Receiving love, partnership, and sex from more than one man is an experience that most contemporary heterosexual women have yet to experience. When I talk to my single hetero girlfriends, I get the response, “It’s so hard to find one man to deliver all of those experiences. I couldn’t even imagine having two.” Indeed, times have changed, and even those of us who are descendants of polyamorous indigenous societies have adopted monogamous relationships as the norm in our pursuits for love. There’s nothing wrong with monogamy, as it certainly has its benefits. But I do wonder if women closing themselves off to considering polyandry are missing out on the power of love coming from more than one source.
What would it be like to experience long-term love, partnership, and sex from more than one man? In my casual dating life, I’ve personally felt more grounded when dating openly without monogamy being a requirement. As dating should be, it takes the pressure off the connections I’m forming with each individual. And it reduces the expectation of one person having to fulfill all my romantic desires until we reach a mutual aspiration to be “it” for each other.
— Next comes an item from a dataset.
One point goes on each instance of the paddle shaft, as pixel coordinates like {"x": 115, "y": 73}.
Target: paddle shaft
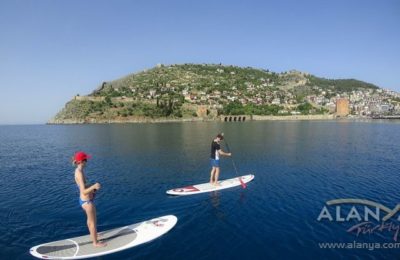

I’ve tried monogamy and succeeded in maintaining the lifestyle for years. But I will admit that I have found myself loving more freely, without restraint, when there’s more than one man in the picture. It’s not a matter of past insecurities, as I’ve succeeded in giving my heart to just one person post-heartbreaks and relationship disappointments. But rather I just enjoy having more than one teacher and a larger classroom to explore the intricacies of human love. I’ve considered that perhaps I would benefit from a long-term polyandrous lifestyle, and experience a deeper understanding of love than what might be afforded to me by monogamy.
Regardless, I know all of these lessons and relationships with the men who have entered and/or stayed in my life will assist me in being a better long-term partner. But I do believe that love is rarely limited at its purest form, and living a life that benefits from more than one source of romantic love might just be bliss.
Have you ever considered a polyandrous lifestyle or life partnerships in non-monogamous form? Speak on it.